Le ministère des Finances a une nouvelle fois assuré mardi qu'aucun traitement fiscal particulier n'a été octroyé à Amazon. (Photo: Jessica Theis - Archives)

Le ministère des Finances a une nouvelle fois assuré mardi qu'aucun traitement fiscal particulier n'a été octroyé à Amazon. (Photo: Jessica Theis - Archives)

Après Apple, Starbucks et Fiat Finance, c’est au tour d’Amazon EU sàrl d’entrer dans le viseur de la Commission européenne, qui a annoncé mardi l’ouverture d'une enquête approfondie pour savoir si les autorités fiscales luxembourgeoises avaient accordé «des subventions déguisées» à Amazon, dont le siège européen est situé au Grand-Duché.

«Les autorités nationales ne doivent pas permettre à des entreprises particulières de réduire artificiellement leurs bénéfices imposables en ayant recours à des méthodes de calcul favorables», a expliqué lors d’une conférence de presse le commissaire européen chargé de la concurrence, Joaquin Almunia. «Il est juste», a-t-il ajouté, «que les filiales de multinationales paient leur part d'impôt et ne bénéficient pas d'un traitement préférentiel qui équivaudrait à des subventions déguisées.»

Le commissaire en charge des affaires fiscales, Algirdas Semeta, y est allé aussi de son couplet dans un communiqué de presse, en jugeant «fondamental de garantir une concurrence fiscale loyale» au sein du marché unique européen.

À nouveau, ce sont les «décisions anticipatives» ou tax rulings émises par l’Administration des contributions directes et fournissant à une société déterminée des indications sur son traitement fiscale qui sont dans le collimateur de la Commission.

Le gouvernement luxembourgeois a toujours soutenu que ces traitements fiscaux s’inscrivaient en conformité avec la législation, mais les autorités ont tout de même du mal à défendre la légitimité d’une taxation au plancher pour des multinationales multipliant les montages et les filiales dans différentes juridictions afin de réduire à presque néant leur base imposable.  

La Commission ne remet pas fondamentalement en cause le principe des rulings, mais soupçonne néanmoins des abus dans la manière dont cette pratique est appliquée dans certains pays au bénéfice de certains groupes.

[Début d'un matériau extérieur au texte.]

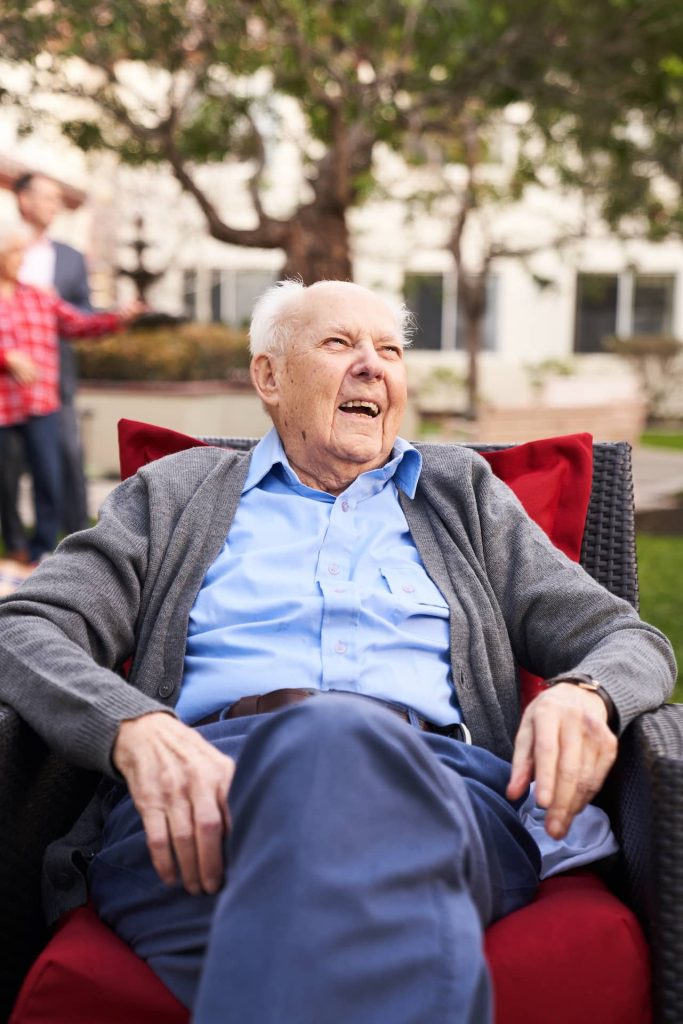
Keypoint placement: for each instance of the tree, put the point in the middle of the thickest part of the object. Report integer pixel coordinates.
(202, 81)
(597, 108)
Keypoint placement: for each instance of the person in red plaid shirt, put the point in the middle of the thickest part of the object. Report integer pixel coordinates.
(31, 322)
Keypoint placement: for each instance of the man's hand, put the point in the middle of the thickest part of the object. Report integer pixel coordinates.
(22, 367)
(131, 311)
(179, 784)
(564, 742)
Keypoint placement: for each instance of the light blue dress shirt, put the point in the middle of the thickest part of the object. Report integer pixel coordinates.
(319, 592)
(330, 593)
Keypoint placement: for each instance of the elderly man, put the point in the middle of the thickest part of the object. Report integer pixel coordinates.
(337, 857)
(51, 266)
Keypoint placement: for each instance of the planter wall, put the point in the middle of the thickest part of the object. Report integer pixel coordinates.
(198, 408)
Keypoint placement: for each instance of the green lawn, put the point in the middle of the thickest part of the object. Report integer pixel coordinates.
(668, 439)
(660, 571)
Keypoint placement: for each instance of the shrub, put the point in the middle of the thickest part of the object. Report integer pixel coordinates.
(179, 352)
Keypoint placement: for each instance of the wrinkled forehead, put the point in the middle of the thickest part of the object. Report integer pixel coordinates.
(346, 309)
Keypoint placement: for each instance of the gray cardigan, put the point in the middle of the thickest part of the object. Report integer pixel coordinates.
(125, 589)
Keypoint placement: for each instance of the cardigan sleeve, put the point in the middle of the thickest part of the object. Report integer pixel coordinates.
(559, 620)
(65, 634)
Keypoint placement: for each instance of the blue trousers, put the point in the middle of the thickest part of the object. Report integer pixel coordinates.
(41, 441)
(365, 860)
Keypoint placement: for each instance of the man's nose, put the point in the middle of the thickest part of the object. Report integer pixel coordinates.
(368, 361)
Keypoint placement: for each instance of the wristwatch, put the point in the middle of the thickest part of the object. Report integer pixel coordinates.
(587, 682)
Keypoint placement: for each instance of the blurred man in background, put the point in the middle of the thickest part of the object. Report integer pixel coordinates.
(51, 266)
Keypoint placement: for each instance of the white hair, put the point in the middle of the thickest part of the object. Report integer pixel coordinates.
(273, 320)
(10, 230)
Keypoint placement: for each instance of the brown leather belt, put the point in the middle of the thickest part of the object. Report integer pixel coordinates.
(263, 704)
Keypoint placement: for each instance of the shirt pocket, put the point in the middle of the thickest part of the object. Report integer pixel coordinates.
(413, 590)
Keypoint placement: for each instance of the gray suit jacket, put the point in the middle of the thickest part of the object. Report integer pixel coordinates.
(125, 588)
(71, 282)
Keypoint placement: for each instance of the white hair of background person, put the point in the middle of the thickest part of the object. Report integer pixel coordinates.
(271, 330)
(11, 231)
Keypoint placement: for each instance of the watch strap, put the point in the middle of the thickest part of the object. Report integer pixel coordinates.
(587, 682)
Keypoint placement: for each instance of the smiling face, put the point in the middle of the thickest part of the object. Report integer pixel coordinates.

Accord de 2003 dans le viseur

Selon le commissaire Joaquin Almunia, un accord, toujours en vigueur, a été conclu en 2003 entre Amazon et l’Administration des contributions directes sur lequel Bruxelles émet un «doute raisonnable concernant le respect de ses règles».

L’entité luxembourgeoise Amazon EU sàrl au Luxembourg enregistre l'essentiel des bénéfices européens du groupe. L'accord de 2003 passé avec l’administration fiscale luxembourgeoise prévoit notamment le paiement d’une redevance fiscalement déductible à une société en commandite simple établie au Luxembourg sans y être assujettie à l'impôt sur les sociétés.

C’est un classique pour les sociétés actives dans l’e-commerce implantées au Luxembourg de prévoir ce double niveau et avoir droit à un traitement fiscal des plus favorables. Dans le cas d’Amazon, la plupart des bénéfices européens sont enregistrés au Luxembourg mais n'y sont même pas imposés.

Accusé par la Commission de ne pas avoir pleinement coopéré à sa demande de renseignement dans le cadre de son enquête préliminaire, des procédures d'infraction avaient été lancées en juin. Mais depuis lors, «l'attitude des autorités luxembourgeoises s'est clairement améliorée», a assuré le commissaire à la concurrence lors de sa conférence de presse.

Dans un communiqué de presse, le ministère des Finances a réagi à la décision de la Commission en indiquant avoir «fourni à la Commission toutes les informations requises», et en assurant qu'il «coopérera pleinement avec la Commission dans le cadre de l'enquête».

«Le Luxembourg est convaincu», poursuit le communiqué du ministère, «que les allégations d’aides d’État sont infondées et que l’enquête permettra à la Commission de conclure qu’aucun traitement fiscal particulier ou avantage n’a été octroyé à Amazon.»

À la demande du groupe CVV, Pierre Gramegna sera amené le 16 octobre prochain à fournir des explications sur cette enquête de Bruxelles devant la commission des Finances et du Budget.